Car dealer Andrew Walser didn’t wait until COVID-19 hit to get serious about digital auto retailing.
His 26-store dealership group has been doing it in earnest for nearly a decade. And much of the software it uses to carry out the various functions of transacting car deals online was developed in-house.
“We never thought of ourselves as a software company, but we developed (our own),” says Walser, a 33-year auto retailing veteran and CEO of the Minneapolis-based Walser Automotive Group. It is No.39 on the Wards 2020 Megadealer 100 with total 2019 revenues of $1.47 billion.
Andrew Walser (2)
The group’s proprietary technology includes Ignite, which finds the best finance offers of any given day, he says. “It can find deals we didn’t know existed.”Intellidesk structures desk deals automatically. FUSE (Finance Under Secure Environment) allows customers to do the entire transactions online. There’s also a website function that automatically offers fully compliant advertising specials “on the fly,” he says. (Andrew Walser, left)

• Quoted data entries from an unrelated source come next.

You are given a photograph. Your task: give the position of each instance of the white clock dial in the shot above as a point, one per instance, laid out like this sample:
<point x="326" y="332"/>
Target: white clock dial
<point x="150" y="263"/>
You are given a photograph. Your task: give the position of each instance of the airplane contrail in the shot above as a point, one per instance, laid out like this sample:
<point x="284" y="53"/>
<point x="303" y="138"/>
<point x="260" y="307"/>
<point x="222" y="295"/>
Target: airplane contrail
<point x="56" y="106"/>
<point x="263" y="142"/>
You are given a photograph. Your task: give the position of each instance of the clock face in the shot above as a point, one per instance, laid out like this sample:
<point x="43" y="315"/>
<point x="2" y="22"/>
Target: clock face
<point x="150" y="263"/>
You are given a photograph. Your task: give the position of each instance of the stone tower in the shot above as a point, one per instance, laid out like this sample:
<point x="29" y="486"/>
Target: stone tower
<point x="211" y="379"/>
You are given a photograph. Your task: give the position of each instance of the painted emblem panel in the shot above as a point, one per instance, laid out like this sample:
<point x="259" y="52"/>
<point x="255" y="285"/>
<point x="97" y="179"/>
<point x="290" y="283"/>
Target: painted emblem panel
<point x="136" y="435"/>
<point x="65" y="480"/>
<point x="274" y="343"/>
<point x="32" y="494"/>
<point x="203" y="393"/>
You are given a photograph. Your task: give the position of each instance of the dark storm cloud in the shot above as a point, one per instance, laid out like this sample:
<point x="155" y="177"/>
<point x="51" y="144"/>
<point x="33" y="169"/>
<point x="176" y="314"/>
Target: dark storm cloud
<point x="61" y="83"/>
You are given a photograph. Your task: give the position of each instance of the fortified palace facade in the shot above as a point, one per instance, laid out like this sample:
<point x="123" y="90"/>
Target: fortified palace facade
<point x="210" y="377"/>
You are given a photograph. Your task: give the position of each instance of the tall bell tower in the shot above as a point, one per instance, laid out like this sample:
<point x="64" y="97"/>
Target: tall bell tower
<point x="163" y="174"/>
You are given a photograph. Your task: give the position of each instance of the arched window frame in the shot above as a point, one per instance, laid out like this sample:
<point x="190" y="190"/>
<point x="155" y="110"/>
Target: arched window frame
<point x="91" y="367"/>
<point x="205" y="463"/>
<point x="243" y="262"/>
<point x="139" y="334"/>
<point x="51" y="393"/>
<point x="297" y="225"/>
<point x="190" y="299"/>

There are tools for online trade-ins, credit applications, e-contracting and a customized F&I questionnaire to help consumers decide what aftermarket products would suit them best.
Some dealers have stepped up their digital-retailing game in response to showrooms in many states temporarily closing by state order because of the COVID-19 pandemic.
But Walser’s early efforts weren’t crisis-based. Rather, it was a matter of trying to run a smoother operation.
“The traditional process is filled with inefficiencies,” Walser says during a recent Thought Leadership Summit’s customer-experience analytics online conference. “It takes too much time and money.”
He adds: “We want to make buying a car simple.” Presumably, the same applies to selling a car.
Walser’s innovations aren’t limited to technology.
For instance, in 2001, the group implemented a negotiation-free sales philosophy to remove haggling from the purchase process.
Many dealers love the no-negotiation concept, but they are afraid to implement it, fearing they will lose some bargain-hunting customers who want to wrangle the best deal.
“If you are doing 1-price, you have to be OK with losing 10% who will beat you down for a dollar,” says Walser. “These aren’t great customers anyway; they’re not loyal. I’m OK with having the 90%. But for other dealers, it’s hard to give up any deal.”
The group’s non-negotiation car-selling philosophy eliminated sales commissions that relied heavily on gross profits, he says.
Walser speculates a negotiation-free model would attract a different kind of salesperson. It has. “We wanted to attract college graduates,” says Walser, who holds a bachelor’s degree in marketing from Arizona State University.